You have conflicting info. In one place you say one of the two reserved IPs is 192.168.60.1 and in another place you say it is 192.168.60.139. I think 192.168.60.1 is a typo since that is the GW/DNS and that it really is 192.168.60.139.

As for your terminology, not to nit pick, but the tower to house part is generally not referred to as WIFI but as fixed wireless or simply a WISP service. It may or may not be WIFI based. Also, the device at the house is usually called a CPE or SM, not a modem.
--
Strange as it seems, no amount of learning can cure stupidity, and formal education positively fortifies it. -- Stephen Vizinczey

LLigetfa

join:2006-05-15
Fort Frances, ON
kudos:1
reply to Anav

I realize the tidbit I provided above probably gets you no closer to your goal. Since the sub did not get a small CIDR block with a mask, network and broadcast address, the router will need to do some fancy binding of both IPs to its WAN NIC. I don't recall you mentioning the brand and model of router.

The sub could put a switch before the router and use two routers, one for each IP. My upstream WISP for my hotspot gives me two reserved IPs and I use a switch between the SM and my hotspot router which is N:1 NAT'ed to one of them. The second IP I reserve for testing or ad-hoc deployments.
--
Strange as it seems, no amount of learning can cure stupidity, and formal education positively fortifies it. -- Stephen Vizinczey


wirelessdog

join:2008-07-15
Queen Anne, MD
kudos:1
reply to Anav

What is the other thread?



Anav
Sarcastic Llama? Naw, Just Acerbic
Premium
join:2001-07-16
Dartmouth, NS
kudos:4

1 edit

No new information and mostly me answering with more confusing posts. Once I get the model and/or grow a brain I will come back and ask more questions.
Looks like a CZ issue so NA experience may not help.
»Zywall 2 Plus help needed with 2 public IP


robbin
Premium,MVM
join:2000-09-21
Leander, TX
kudos:1
reply to LLigetfa

said by LLigetfa:

As for your terminology, not to nit pick, but the tower to house part is generally not referred to as WIFI but as fixed wireless or simply a WISP service. It may or may not be WIFI based. Also, the device at the house is usually called a CPE or SM, not a modem.

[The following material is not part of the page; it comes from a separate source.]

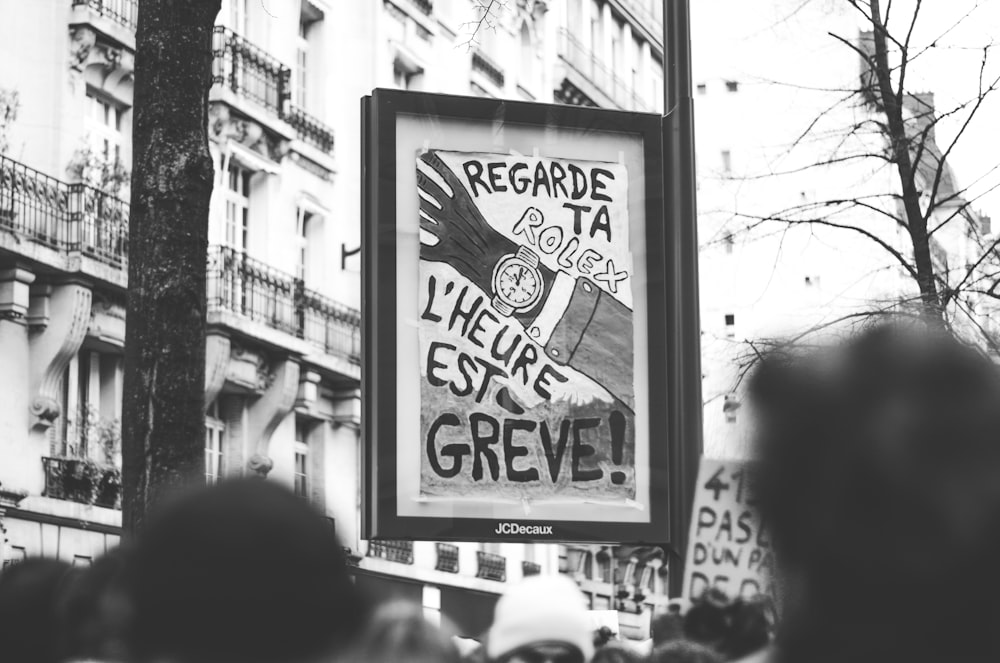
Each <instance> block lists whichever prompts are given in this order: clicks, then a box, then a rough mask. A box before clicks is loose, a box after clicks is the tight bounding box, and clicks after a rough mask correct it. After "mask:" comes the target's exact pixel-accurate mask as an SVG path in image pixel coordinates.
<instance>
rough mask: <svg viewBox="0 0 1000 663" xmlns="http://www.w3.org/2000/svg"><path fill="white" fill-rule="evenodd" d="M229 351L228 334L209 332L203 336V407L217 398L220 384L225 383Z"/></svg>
mask: <svg viewBox="0 0 1000 663" xmlns="http://www.w3.org/2000/svg"><path fill="white" fill-rule="evenodd" d="M231 351H232V347H231V343H230V342H229V337H228V336H225V335H223V334H215V333H210V334H208V336H207V337H206V338H205V359H206V361H205V407H208V406H209V405H211V404H212V402H213V401H215V399H216V398H218V396H219V392H220V391H222V386H223V385H224V384H225V383H226V371H227V370H228V368H229V354H230V352H231Z"/></svg>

Good points but in case you don't visit forums that Anav See Profile is on, he has a really good grasp of networking from what I recall over the past 10 years. So while the terminology may not be correct for this forum, he does know the basics and much, much more.

bburley

join:2010-04-30
Cold Lake, AB

It sounds like the CPE (on the roof) has a built in router. That router cannot be using NAT or public IP mapping would not work.

The first simple test is to configure a computer with IP address 192.168.60.139 - Gateway 192.168.60.1 - and DNS1 to 192.168.60.1 or set DNS1 and DNS2 to the DNS servers of your choice.

Then google "what's my IP" and make sure that the website reports your public IP address.

Then change the computer to 192.168.1.140 and repeat the test. You should get the second public IP.

If the above works ok, then if the CPE does not have more than 1 port/cable available then you need a switch.

You can connect a single device with each address (.139 & .140) to the switch or if you need multiple devices then you need a separate router connected to the switch for each IP that you want to use multiple devices. These routers will need NAT and port forwarding to work correctly.



Anav
Sarcastic Llama? Naw, Just Acerbic
Premium
join:2001-07-16
Dartmouth, NS
kudos:4

Well the router he has can deal with multiple IPs but concur I think that one of them will be attached to the router (port forwarding) and the standard LAN (m-1 mapping), the other IP address will have to be used in a 1-1Mapping. Agreed sounds like a switch and two routers would permit port forwarding on both IPs, if required.

Thanks


bburley

join:2010-04-30
Cold Lake, AB

If the router he has can deal with multiple IP's then you wouldn't need the switch. It could also potentially deal with multiple subnets on the LAN side. In that case, you could potentially map each of the two WAN IP's to a single IP in each subnet. The only reason for port forwarding is if you run multiple devices on a LAN subnet.